Israel parade goes on amid rising tensions

Participants march in the Celebrate Israel Parade in New York. (June 5, 2011) Credit: AP
New York's Fifth Avenue was awash in the blue and white of the Israeli flag for yesterday's Celebrate Israel Parade, whose mood reflected rising tensions in the Mideast this year.
"We've always been saying, we're ready to negotiate," said Yuli Yoel Edelstein, Israel's minister of information and Diaspora, and grand marshal of this year's march. "But the Palestinians have a unilateral approach; this is not the way you reach statehood."
Thousands of marchers stepped off at 57th Street Sunday, including Mayor Michael Bloomberg, U.S. Rep. Jerrold Nadler and City Council Speaker Christine Quinn, followed by Gov. Andrew M. Cuomo, and Sens. Kirsten Gillibrand and Charles Schumer.
Notably absent was U.S. Rep.
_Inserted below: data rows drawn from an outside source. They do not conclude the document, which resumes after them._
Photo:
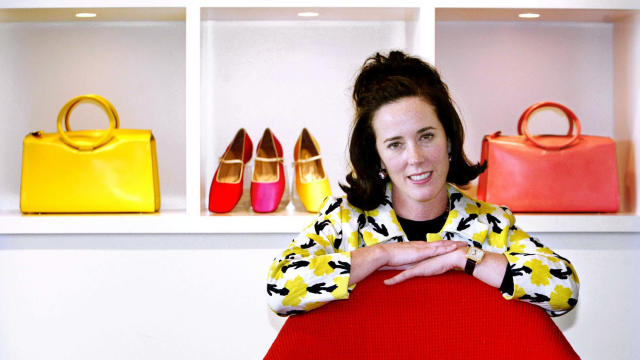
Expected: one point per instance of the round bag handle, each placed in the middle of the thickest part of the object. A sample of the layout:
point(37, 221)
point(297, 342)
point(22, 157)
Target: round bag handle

Anthony Weiner, who has struggled to explain how a photo of a man's crotch in boxer briefs had been posted to his Twitter account and sent to a 21-year-old female student in Seattle.
Organizers say the annual parade, which started in 1964, is the largest in the world celebrating the founding of the Jewish state in 1948.
In recent months, "Arab Spring" uprisings and the formation of a Palestinian unity government that includes Hamas dimmed hopes of renewed peace talks.
Sunday, Israeli troops battled hundreds of pro-Palestinian protesters who tried to burst across Syria's frontier with the Golan Heights, reportedly killing 20 people. Scores more were wounded in the second outbreak of deadly violence in the border area in less than a month.
President Barack Obama has said Israel's boundaries before the 1967 Mideast war should be the starting point for talks on future borders.